In families like Warren Buffett and Bill Gates, the children already know what’s in store for them. They know how much they will receive, and why.
Unfortunately, not every family works that way. According to Roxanne Roberts of The Washington Times, “a lot of people don’t like to talk about money because they don’t want the kids to know how much they’re actually worth or what they might inherit.”
Parents who keep mum may think that less information will keep their children’s expectations low, but things rarely work that way. It’s more likely that the kids will dream big about their inheritance, and then behave badly when they are disappointed.
Use Trusts Strategically
A common way of letting your children have their cake and eat it too is to set up trusts to promote responsibility. For instance, many trusts will distribute an inheritance once the child reaches predetermined ages.

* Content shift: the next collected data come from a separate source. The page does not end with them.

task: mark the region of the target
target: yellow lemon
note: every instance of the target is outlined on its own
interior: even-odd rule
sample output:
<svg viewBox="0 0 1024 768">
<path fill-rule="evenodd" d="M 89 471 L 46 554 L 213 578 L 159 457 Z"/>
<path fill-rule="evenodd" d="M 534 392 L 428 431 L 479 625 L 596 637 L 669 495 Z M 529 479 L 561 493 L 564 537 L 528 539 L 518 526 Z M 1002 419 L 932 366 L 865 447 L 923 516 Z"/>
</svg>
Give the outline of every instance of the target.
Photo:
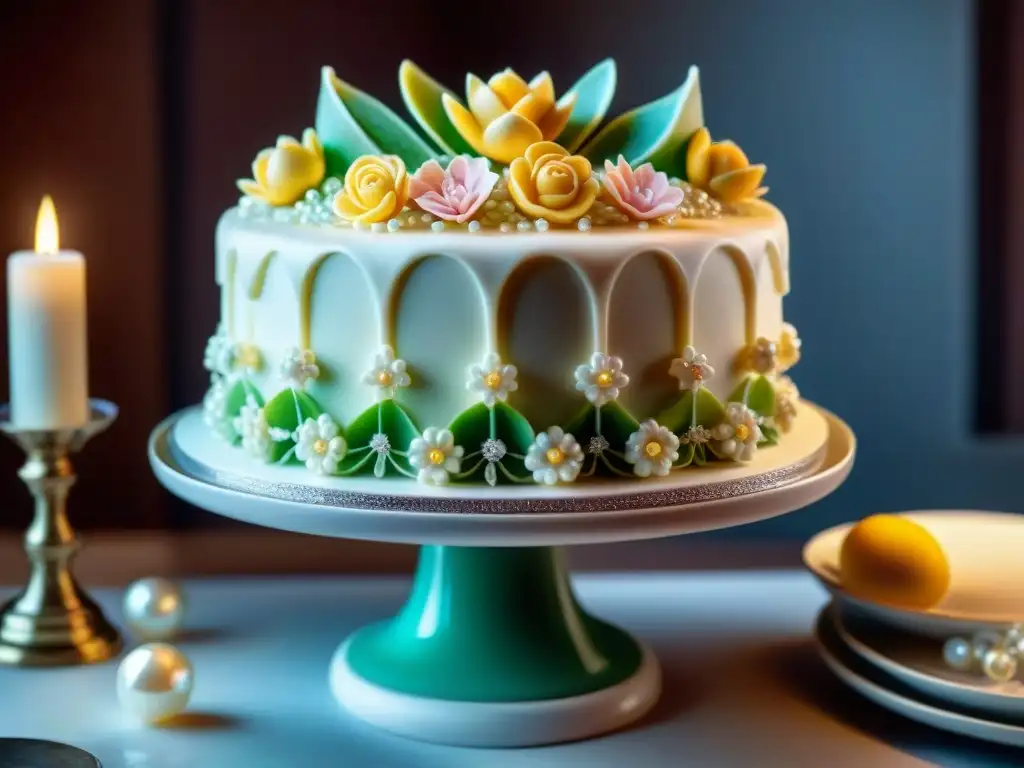
<svg viewBox="0 0 1024 768">
<path fill-rule="evenodd" d="M 939 542 L 898 515 L 872 515 L 853 526 L 839 552 L 839 572 L 854 597 L 900 608 L 931 608 L 949 589 Z"/>
</svg>

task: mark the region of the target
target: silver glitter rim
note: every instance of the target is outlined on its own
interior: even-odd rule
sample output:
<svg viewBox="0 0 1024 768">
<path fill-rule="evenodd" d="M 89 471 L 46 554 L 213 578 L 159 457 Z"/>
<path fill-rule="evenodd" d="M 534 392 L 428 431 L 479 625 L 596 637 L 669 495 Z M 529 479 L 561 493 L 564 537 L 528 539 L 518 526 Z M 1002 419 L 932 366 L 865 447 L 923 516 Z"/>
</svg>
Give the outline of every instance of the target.
<svg viewBox="0 0 1024 768">
<path fill-rule="evenodd" d="M 462 515 L 516 515 L 622 512 L 652 510 L 706 503 L 761 493 L 802 480 L 818 470 L 825 459 L 826 441 L 814 453 L 785 467 L 736 480 L 660 490 L 612 492 L 599 496 L 564 498 L 456 498 L 414 496 L 318 488 L 300 483 L 269 482 L 257 477 L 224 472 L 188 456 L 170 438 L 173 421 L 165 422 L 163 432 L 154 441 L 157 453 L 171 469 L 192 480 L 231 491 L 239 491 L 280 501 L 312 504 L 319 507 L 379 512 L 447 513 Z M 170 459 L 170 461 L 168 461 Z"/>
</svg>

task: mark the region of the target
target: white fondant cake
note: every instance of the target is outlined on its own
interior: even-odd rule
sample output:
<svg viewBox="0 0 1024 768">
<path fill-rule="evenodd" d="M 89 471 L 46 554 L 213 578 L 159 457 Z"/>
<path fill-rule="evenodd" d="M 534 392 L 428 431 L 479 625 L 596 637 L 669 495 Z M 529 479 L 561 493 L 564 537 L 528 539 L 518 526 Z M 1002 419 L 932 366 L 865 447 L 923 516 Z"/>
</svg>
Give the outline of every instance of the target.
<svg viewBox="0 0 1024 768">
<path fill-rule="evenodd" d="M 697 123 L 666 161 L 685 181 L 638 162 L 671 156 L 671 131 L 615 143 L 644 107 L 579 155 L 551 141 L 582 130 L 578 90 L 608 66 L 547 100 L 569 114 L 555 131 L 534 104 L 550 78 L 471 76 L 465 118 L 443 90 L 431 112 L 406 63 L 407 104 L 425 130 L 440 121 L 427 134 L 493 150 L 423 150 L 443 162 L 407 146 L 426 144 L 404 123 L 361 128 L 371 107 L 400 118 L 326 70 L 317 131 L 260 153 L 218 226 L 213 430 L 271 462 L 435 484 L 665 475 L 779 439 L 799 339 L 783 323 L 786 222 L 756 199 L 764 167 L 711 142 L 695 70 L 674 119 Z M 491 120 L 477 135 L 464 118 Z"/>
</svg>

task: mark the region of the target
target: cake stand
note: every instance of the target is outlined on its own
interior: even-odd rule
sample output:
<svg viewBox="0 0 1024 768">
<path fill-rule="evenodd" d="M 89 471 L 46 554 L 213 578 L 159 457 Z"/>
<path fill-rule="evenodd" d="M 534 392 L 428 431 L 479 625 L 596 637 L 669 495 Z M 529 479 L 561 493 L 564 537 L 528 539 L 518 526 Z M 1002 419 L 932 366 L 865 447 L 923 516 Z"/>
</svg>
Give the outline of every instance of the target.
<svg viewBox="0 0 1024 768">
<path fill-rule="evenodd" d="M 627 725 L 657 701 L 657 660 L 576 601 L 560 545 L 658 538 L 763 520 L 835 490 L 853 433 L 805 404 L 793 432 L 750 465 L 668 478 L 540 486 L 420 486 L 318 478 L 256 465 L 209 435 L 198 408 L 150 437 L 172 493 L 256 525 L 421 545 L 408 602 L 342 642 L 334 696 L 407 737 L 516 747 Z"/>
</svg>

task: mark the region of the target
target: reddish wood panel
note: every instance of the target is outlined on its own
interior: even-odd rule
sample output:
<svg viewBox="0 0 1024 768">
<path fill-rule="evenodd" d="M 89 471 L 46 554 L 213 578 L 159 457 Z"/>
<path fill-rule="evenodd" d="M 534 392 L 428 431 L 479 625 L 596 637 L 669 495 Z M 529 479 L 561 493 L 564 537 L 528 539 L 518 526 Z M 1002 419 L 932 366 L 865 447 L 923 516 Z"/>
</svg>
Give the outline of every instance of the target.
<svg viewBox="0 0 1024 768">
<path fill-rule="evenodd" d="M 53 195 L 62 243 L 88 262 L 90 392 L 121 418 L 77 460 L 73 522 L 154 526 L 163 494 L 146 438 L 164 415 L 155 2 L 9 3 L 0 10 L 0 256 L 31 247 L 36 208 Z M 0 291 L 6 295 L 0 271 Z M 0 390 L 7 388 L 6 310 Z M 22 525 L 20 456 L 0 441 L 0 525 Z"/>
</svg>

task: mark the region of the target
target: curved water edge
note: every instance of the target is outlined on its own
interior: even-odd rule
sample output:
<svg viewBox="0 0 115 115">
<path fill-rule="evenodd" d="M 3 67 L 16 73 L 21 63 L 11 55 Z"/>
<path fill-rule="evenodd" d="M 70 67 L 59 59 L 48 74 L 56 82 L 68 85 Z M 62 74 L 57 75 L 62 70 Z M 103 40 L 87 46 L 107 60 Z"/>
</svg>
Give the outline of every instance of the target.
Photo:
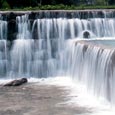
<svg viewBox="0 0 115 115">
<path fill-rule="evenodd" d="M 73 79 L 85 84 L 90 93 L 114 104 L 115 48 L 95 44 L 73 42 L 67 55 L 70 57 L 67 70 Z"/>
</svg>

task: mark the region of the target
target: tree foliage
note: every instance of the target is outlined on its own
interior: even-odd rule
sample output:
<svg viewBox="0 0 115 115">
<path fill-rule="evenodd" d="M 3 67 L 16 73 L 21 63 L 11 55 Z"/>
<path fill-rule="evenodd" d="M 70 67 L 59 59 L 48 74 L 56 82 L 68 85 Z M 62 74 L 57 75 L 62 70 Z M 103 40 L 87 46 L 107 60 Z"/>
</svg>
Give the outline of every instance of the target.
<svg viewBox="0 0 115 115">
<path fill-rule="evenodd" d="M 107 5 L 115 0 L 0 0 L 0 8 L 38 7 L 41 5 Z"/>
</svg>

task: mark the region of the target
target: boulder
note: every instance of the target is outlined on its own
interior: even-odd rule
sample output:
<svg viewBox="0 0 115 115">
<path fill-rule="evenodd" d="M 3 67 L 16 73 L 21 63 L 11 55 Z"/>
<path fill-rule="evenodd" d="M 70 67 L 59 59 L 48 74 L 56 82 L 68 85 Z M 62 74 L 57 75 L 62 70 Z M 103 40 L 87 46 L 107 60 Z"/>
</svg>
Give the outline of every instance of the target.
<svg viewBox="0 0 115 115">
<path fill-rule="evenodd" d="M 4 84 L 4 86 L 20 86 L 20 85 L 27 83 L 27 82 L 28 82 L 27 78 L 21 78 L 18 80 L 10 81 L 10 82 Z"/>
<path fill-rule="evenodd" d="M 83 38 L 90 38 L 90 33 L 88 31 L 85 31 L 83 33 Z"/>
</svg>

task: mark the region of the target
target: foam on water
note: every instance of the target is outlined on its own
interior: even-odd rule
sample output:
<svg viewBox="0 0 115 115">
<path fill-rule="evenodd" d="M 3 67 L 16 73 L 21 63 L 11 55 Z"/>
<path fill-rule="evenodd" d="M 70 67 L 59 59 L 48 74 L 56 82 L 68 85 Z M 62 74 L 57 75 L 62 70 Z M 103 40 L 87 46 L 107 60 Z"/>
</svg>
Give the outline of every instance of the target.
<svg viewBox="0 0 115 115">
<path fill-rule="evenodd" d="M 85 107 L 91 111 L 91 113 L 86 113 L 86 115 L 115 115 L 114 106 L 111 106 L 104 98 L 97 99 L 93 95 L 88 94 L 83 84 L 75 83 L 69 76 L 45 79 L 30 78 L 29 82 L 39 82 L 38 85 L 56 85 L 62 87 L 65 91 L 69 91 L 66 96 L 68 101 L 60 104 L 66 104 L 71 107 Z"/>
<path fill-rule="evenodd" d="M 69 91 L 66 96 L 68 101 L 60 104 L 66 104 L 71 107 L 86 107 L 91 111 L 91 113 L 86 113 L 86 115 L 115 115 L 115 108 L 113 106 L 103 98 L 99 100 L 93 95 L 88 94 L 84 85 L 75 83 L 69 76 L 49 77 L 45 79 L 30 78 L 29 82 L 39 82 L 40 85 L 56 85 L 62 87 L 65 91 Z"/>
<path fill-rule="evenodd" d="M 1 79 L 0 84 L 5 84 L 13 79 Z M 58 86 L 65 91 L 68 91 L 65 102 L 59 105 L 66 104 L 71 107 L 85 107 L 90 113 L 83 115 L 115 115 L 115 108 L 107 101 L 97 99 L 93 95 L 88 94 L 86 87 L 79 83 L 75 83 L 69 76 L 57 76 L 49 78 L 29 78 L 29 83 L 36 85 L 52 85 Z M 65 82 L 66 81 L 66 82 Z M 76 113 L 76 115 L 78 115 Z"/>
</svg>

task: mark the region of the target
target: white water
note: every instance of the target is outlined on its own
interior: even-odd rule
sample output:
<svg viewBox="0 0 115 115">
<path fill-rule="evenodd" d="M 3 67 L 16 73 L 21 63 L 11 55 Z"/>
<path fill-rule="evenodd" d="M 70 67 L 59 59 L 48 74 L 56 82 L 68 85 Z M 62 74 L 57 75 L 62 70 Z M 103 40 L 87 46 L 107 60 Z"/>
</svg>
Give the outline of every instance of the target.
<svg viewBox="0 0 115 115">
<path fill-rule="evenodd" d="M 7 22 L 0 19 L 0 40 L 7 39 Z"/>
<path fill-rule="evenodd" d="M 12 79 L 1 79 L 0 84 L 7 83 Z M 58 86 L 64 89 L 66 93 L 66 101 L 58 103 L 57 106 L 70 106 L 72 108 L 84 107 L 89 112 L 83 113 L 81 115 L 114 115 L 115 108 L 112 107 L 106 100 L 97 100 L 93 95 L 88 94 L 85 85 L 81 85 L 73 80 L 69 76 L 57 76 L 55 78 L 30 78 L 28 79 L 30 83 L 42 87 L 43 85 Z M 66 82 L 65 82 L 66 81 Z M 30 84 L 31 85 L 31 84 Z M 77 115 L 77 114 L 74 114 Z"/>
<path fill-rule="evenodd" d="M 88 94 L 85 85 L 81 85 L 79 82 L 73 82 L 69 76 L 58 76 L 55 78 L 47 79 L 30 79 L 30 82 L 39 82 L 39 85 L 56 85 L 69 91 L 66 102 L 59 103 L 59 105 L 66 104 L 71 107 L 86 107 L 90 113 L 83 113 L 83 115 L 114 115 L 115 108 L 101 98 L 97 101 L 93 95 Z M 65 82 L 66 81 L 66 82 Z"/>
<path fill-rule="evenodd" d="M 16 22 L 18 27 L 17 39 L 31 39 L 28 15 L 17 16 Z"/>
<path fill-rule="evenodd" d="M 70 47 L 67 53 L 70 76 L 85 84 L 88 92 L 114 104 L 115 50 L 74 41 Z"/>
<path fill-rule="evenodd" d="M 91 39 L 114 39 L 114 18 L 44 18 L 36 19 L 32 27 L 28 15 L 18 16 L 16 21 L 18 34 L 12 44 L 6 38 L 7 22 L 0 21 L 0 77 L 67 75 L 85 85 L 94 98 L 115 104 L 114 48 L 76 42 L 84 39 L 85 31 Z"/>
<path fill-rule="evenodd" d="M 50 24 L 49 24 L 50 23 Z M 37 19 L 33 25 L 38 26 L 39 38 L 78 38 L 83 37 L 82 32 L 89 31 L 92 37 L 115 37 L 115 19 L 114 18 L 89 18 L 89 19 Z M 49 25 L 48 25 L 49 24 Z"/>
</svg>

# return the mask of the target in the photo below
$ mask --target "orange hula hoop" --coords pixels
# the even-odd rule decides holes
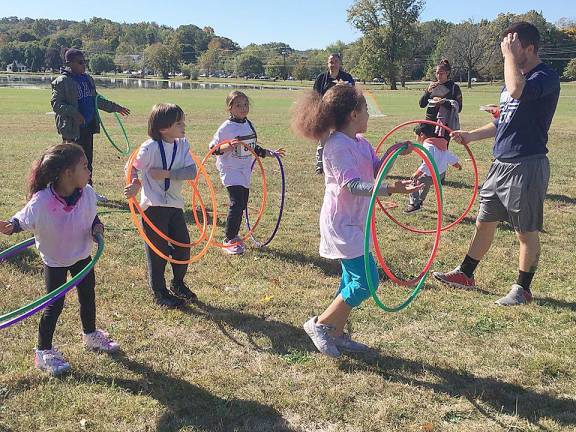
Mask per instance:
[[[136,150],[134,150],[132,152],[132,154],[130,155],[130,158],[128,159],[128,169],[126,170],[126,177],[125,177],[126,185],[129,185],[131,183],[132,170],[134,168],[133,163],[134,163],[134,159],[136,158],[136,155],[138,154],[139,150],[140,150],[140,148],[137,148]],[[192,189],[197,193],[195,187],[197,184],[197,180],[200,177],[200,173],[202,173],[202,175],[206,179],[208,189],[210,190],[210,198],[211,198],[212,204],[213,205],[216,204],[216,194],[214,192],[214,186],[212,185],[212,182],[210,180],[210,177],[208,176],[208,173],[206,172],[204,165],[201,163],[199,164],[197,162],[198,158],[192,153],[192,151],[190,151],[190,155],[192,156],[192,159],[194,159],[194,162],[196,163],[196,166],[198,167],[199,171],[198,171],[198,174],[196,175],[196,179],[194,181],[189,180],[188,183],[192,186]],[[194,194],[192,196],[194,196]],[[206,245],[202,248],[202,250],[200,252],[198,252],[194,256],[191,256],[188,260],[177,260],[177,259],[174,259],[170,256],[165,255],[162,251],[160,251],[156,247],[156,245],[154,245],[154,243],[152,243],[152,241],[146,235],[146,232],[144,231],[143,225],[141,223],[139,223],[139,221],[138,221],[138,214],[140,214],[140,216],[142,217],[143,222],[147,223],[148,226],[150,228],[152,228],[152,230],[156,234],[158,234],[164,240],[168,241],[169,243],[171,243],[173,245],[191,248],[193,246],[196,246],[200,241],[203,240],[203,238],[198,239],[194,243],[178,242],[178,241],[168,237],[166,234],[164,234],[162,231],[160,231],[160,229],[158,229],[158,227],[156,225],[154,225],[152,223],[152,221],[144,213],[144,210],[142,210],[142,207],[140,207],[140,204],[136,201],[135,197],[128,199],[128,206],[130,207],[130,216],[132,218],[132,222],[134,223],[134,226],[138,230],[138,234],[140,235],[140,237],[142,237],[142,239],[146,242],[146,244],[150,247],[150,249],[152,249],[154,251],[154,253],[156,253],[158,256],[164,258],[166,261],[169,261],[173,264],[191,264],[191,263],[198,261],[200,258],[202,258],[206,254],[206,252],[208,252],[209,243],[206,243]],[[205,237],[207,218],[206,218],[206,208],[204,207],[203,203],[201,204],[201,208],[202,208],[202,216],[203,216],[204,221],[205,221],[204,225],[203,225],[202,235]],[[138,214],[137,214],[137,212],[138,212]],[[192,213],[194,213],[194,215],[196,215],[195,211],[193,211]],[[216,232],[216,218],[214,218],[212,220],[212,229],[210,230],[209,239],[212,239],[214,237],[215,232]]]
[[[252,155],[254,156],[255,160],[258,162],[258,166],[260,167],[260,172],[262,173],[262,189],[263,189],[263,195],[262,195],[262,203],[260,204],[260,210],[258,211],[258,215],[256,217],[256,221],[254,222],[254,225],[248,230],[248,232],[242,237],[242,241],[244,240],[248,240],[248,238],[252,235],[252,233],[254,232],[254,230],[256,229],[256,227],[258,226],[258,224],[260,223],[260,220],[262,219],[262,215],[264,214],[264,210],[266,209],[266,200],[268,198],[268,189],[266,186],[266,171],[264,170],[264,165],[262,165],[262,161],[260,160],[260,157],[256,154],[256,152],[254,151],[254,149],[252,147],[250,147],[248,144],[246,144],[243,141],[237,140],[237,139],[232,139],[232,140],[224,140],[219,142],[218,144],[216,144],[214,147],[212,147],[210,149],[210,151],[206,154],[206,156],[204,156],[204,159],[202,159],[202,167],[204,167],[204,165],[206,164],[206,161],[208,161],[208,159],[210,158],[210,156],[212,156],[214,154],[214,152],[216,150],[218,150],[221,146],[223,146],[224,144],[242,144],[245,148],[247,148]],[[198,178],[195,179],[195,184],[197,183]],[[196,195],[198,195],[198,197],[200,197],[200,194],[198,193],[198,190],[196,188],[194,188],[194,194],[192,195],[192,207],[196,206]],[[201,198],[200,198],[201,199]],[[216,204],[217,205],[217,204]],[[192,215],[194,216],[194,222],[196,223],[196,226],[198,228],[200,228],[200,221],[198,220],[198,216],[196,215],[196,212],[192,212]],[[212,222],[215,223],[216,220],[216,210],[214,210],[213,212],[213,220]],[[202,234],[200,235],[200,238],[205,239],[206,238],[206,234],[203,231]],[[220,243],[217,241],[212,240],[212,237],[210,237],[210,239],[208,239],[208,244],[210,246],[216,246],[219,248],[225,248],[225,247],[229,247],[229,246],[234,246],[239,244],[240,242],[233,242],[233,243],[229,243],[227,245],[225,245],[224,243]]]

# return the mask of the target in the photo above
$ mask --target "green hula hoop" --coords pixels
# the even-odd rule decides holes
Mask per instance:
[[[436,163],[434,162],[434,159],[432,158],[432,155],[430,154],[430,152],[428,152],[428,150],[426,150],[426,148],[420,144],[412,143],[412,145],[415,147],[418,147],[418,149],[422,150],[426,154],[426,156],[428,156],[428,159],[430,160],[432,167],[434,168],[434,173],[437,176],[436,178],[440,179],[440,174],[438,173],[438,167],[436,166]],[[372,196],[370,197],[370,204],[368,206],[368,215],[366,217],[366,223],[364,225],[364,271],[366,272],[366,281],[368,282],[368,288],[370,289],[370,294],[372,295],[372,298],[374,299],[376,304],[382,310],[384,310],[386,312],[399,312],[402,309],[406,308],[410,303],[412,303],[412,301],[416,298],[416,296],[420,293],[420,290],[424,286],[424,282],[426,281],[426,278],[428,277],[428,273],[429,273],[429,270],[428,270],[422,276],[422,278],[418,281],[418,283],[416,284],[416,287],[414,288],[414,290],[412,291],[410,296],[404,302],[402,302],[396,306],[387,306],[384,303],[382,303],[382,301],[378,297],[378,294],[376,293],[378,286],[376,285],[374,279],[372,278],[372,272],[370,271],[369,254],[370,254],[371,220],[372,220],[372,212],[374,211],[374,205],[375,205],[376,199],[378,197],[377,191],[380,189],[380,185],[382,184],[382,181],[384,181],[384,178],[388,174],[388,171],[390,171],[390,169],[394,165],[396,158],[407,147],[408,147],[408,144],[404,144],[403,146],[398,147],[398,149],[396,149],[388,157],[387,162],[384,164],[384,166],[380,170],[380,173],[378,174],[378,176],[376,178],[376,182],[375,182],[375,186],[374,186],[374,192],[372,193]],[[442,201],[444,200],[442,185],[440,183],[438,183],[438,185],[440,187],[440,201],[442,203]]]
[[[48,303],[53,298],[57,297],[62,292],[69,290],[71,287],[76,285],[78,283],[78,281],[82,280],[86,276],[86,274],[90,270],[92,270],[92,268],[96,265],[96,263],[100,259],[100,256],[102,256],[102,253],[104,252],[104,238],[101,235],[98,235],[96,238],[98,240],[98,250],[96,251],[96,255],[94,255],[94,258],[92,258],[92,260],[86,265],[86,267],[84,267],[82,270],[80,270],[80,272],[76,276],[74,276],[72,279],[67,281],[60,288],[58,288],[52,292],[49,292],[48,294],[40,297],[39,299],[37,299],[37,300],[35,300],[35,301],[25,305],[25,306],[22,306],[19,309],[16,309],[12,312],[8,312],[8,313],[0,316],[0,324],[2,324],[5,321],[8,321],[14,317],[19,317],[21,315],[24,315],[33,309],[38,309],[38,310],[42,309],[42,307],[44,307],[45,305],[47,306]]]
[[[118,123],[120,125],[120,129],[122,129],[122,134],[124,135],[124,140],[126,141],[126,150],[122,150],[118,145],[116,145],[116,143],[114,142],[114,140],[112,139],[112,137],[110,136],[108,131],[106,130],[106,127],[104,126],[104,123],[102,122],[102,117],[100,117],[100,112],[98,110],[98,99],[102,99],[105,101],[107,101],[108,99],[106,99],[101,94],[96,94],[96,97],[94,98],[94,104],[96,105],[96,117],[98,118],[98,123],[100,123],[100,127],[104,131],[104,135],[106,135],[106,138],[108,138],[108,141],[110,141],[110,144],[112,144],[114,146],[114,148],[121,155],[128,156],[130,154],[130,151],[132,150],[132,145],[130,144],[130,140],[128,139],[128,134],[126,133],[126,129],[124,128],[124,123],[120,119],[120,116],[118,115],[118,113],[112,113],[112,114],[114,114],[114,117],[116,118],[116,123]]]

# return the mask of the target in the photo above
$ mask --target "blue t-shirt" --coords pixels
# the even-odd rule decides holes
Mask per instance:
[[[560,78],[550,66],[540,63],[525,74],[526,85],[520,99],[503,88],[500,117],[494,121],[496,159],[510,159],[548,153],[548,129],[560,96]]]
[[[72,78],[78,85],[78,111],[80,111],[80,114],[82,114],[84,120],[86,120],[82,127],[88,127],[96,115],[94,86],[92,86],[86,74],[72,75]]]

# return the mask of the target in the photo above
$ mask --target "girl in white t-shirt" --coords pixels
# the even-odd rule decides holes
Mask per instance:
[[[209,147],[213,148],[222,141],[238,140],[261,158],[272,156],[273,153],[284,156],[284,149],[275,152],[266,150],[257,144],[256,129],[250,120],[250,101],[241,91],[233,91],[226,97],[226,107],[230,117],[220,125]],[[252,162],[254,155],[246,146],[239,143],[222,144],[215,152],[216,168],[220,173],[222,184],[228,191],[230,204],[226,218],[224,252],[231,255],[244,253],[244,244],[238,237],[242,214],[248,205],[250,195],[250,180],[252,179]]]
[[[32,167],[30,201],[8,221],[0,221],[0,232],[11,235],[32,231],[44,262],[47,292],[66,282],[67,274],[78,274],[91,261],[93,236],[104,234],[96,215],[96,193],[90,185],[90,170],[84,150],[77,144],[50,147]],[[92,350],[114,352],[118,344],[96,328],[94,269],[78,284],[83,340]],[[70,364],[52,346],[64,297],[43,311],[38,328],[34,364],[53,375],[70,369]]]
[[[292,125],[298,134],[315,141],[332,131],[322,156],[326,189],[320,212],[320,255],[339,259],[342,265],[336,298],[320,316],[306,321],[304,330],[325,355],[364,351],[367,346],[353,341],[344,326],[352,308],[370,296],[364,270],[364,223],[380,161],[361,135],[368,126],[366,99],[348,85],[336,85],[324,96],[308,92],[294,107]],[[397,181],[382,185],[378,195],[406,194],[420,187],[411,180]],[[369,260],[372,278],[378,280],[372,254]]]
[[[190,234],[184,219],[182,184],[196,177],[196,165],[190,155],[190,144],[185,137],[184,111],[178,105],[157,104],[148,118],[148,136],[132,163],[132,182],[124,189],[124,196],[132,198],[142,189],[140,207],[150,221],[164,234],[180,243],[190,243]],[[126,167],[128,169],[128,167]],[[138,178],[141,173],[142,179]],[[190,259],[190,248],[171,245],[146,222],[143,228],[152,244],[164,255],[178,261]],[[148,281],[154,302],[169,308],[197,300],[184,283],[188,264],[172,265],[170,291],[166,287],[164,272],[166,259],[146,244]]]

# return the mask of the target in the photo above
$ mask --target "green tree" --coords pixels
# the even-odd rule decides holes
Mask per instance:
[[[562,76],[568,80],[576,80],[576,58],[570,60],[566,65]]]
[[[310,79],[306,59],[300,59],[292,69],[292,76],[300,81]]]
[[[216,69],[219,69],[220,58],[222,57],[222,50],[218,48],[211,48],[204,51],[198,57],[198,66],[204,69],[207,75]]]
[[[236,74],[238,76],[262,75],[264,65],[262,60],[252,54],[241,54],[236,57]]]
[[[467,74],[468,88],[472,87],[472,75],[482,72],[498,55],[499,38],[490,23],[464,21],[455,25],[445,39],[445,55],[456,68]]]
[[[423,5],[423,0],[355,0],[348,9],[348,21],[370,35],[364,41],[370,51],[366,56],[380,60],[392,90],[396,90],[399,62],[408,52],[404,34],[411,31]]]
[[[144,50],[144,65],[162,78],[168,78],[168,74],[178,63],[179,59],[174,51],[164,44],[155,43]]]
[[[90,71],[96,75],[102,72],[111,72],[115,69],[114,59],[108,54],[96,54],[90,57]]]

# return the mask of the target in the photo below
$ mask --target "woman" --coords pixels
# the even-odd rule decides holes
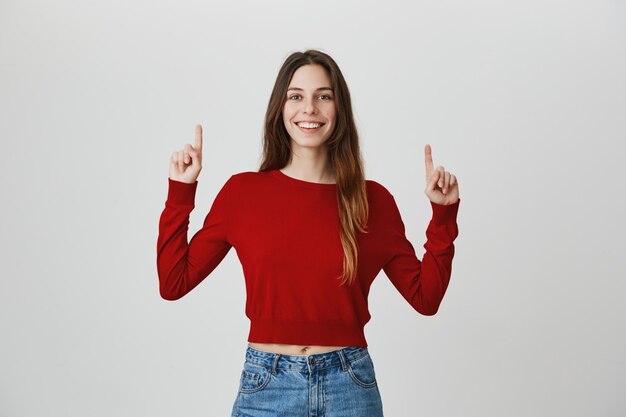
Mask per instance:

One family appointed trustees who will only release money from each child’s $2.5 million trust for education, health care, a home purchase, or a business start-up until the children reach age 40. At that point, the money is theirs free and clear.
Other inheritances are set up as “incentive trusts,” with provisions requiring anything from graduation from college, to marriage, before money is released. These types of trusts offer parents a sense of control (from the grave), but they are full of loopholes and can still make family relationships very fraught.
But putting your money in some sort of trust, particularly if you have minor children, can help ensure that your kids will still be able to take advantage of opportunities you would give them even after you are gone.
The Bottom Line
Not knowing how to disburse your great fortune is the definition of a good problem to have. But money has a way of souring relationships and demotivating recipients. Communicating your intentions clearly, both directly to your children and through the use of a trust, is the key to keeping the gift of an inheritance from becoming a curse.
Do you expect to receive a large inheritance? How has it affected your family?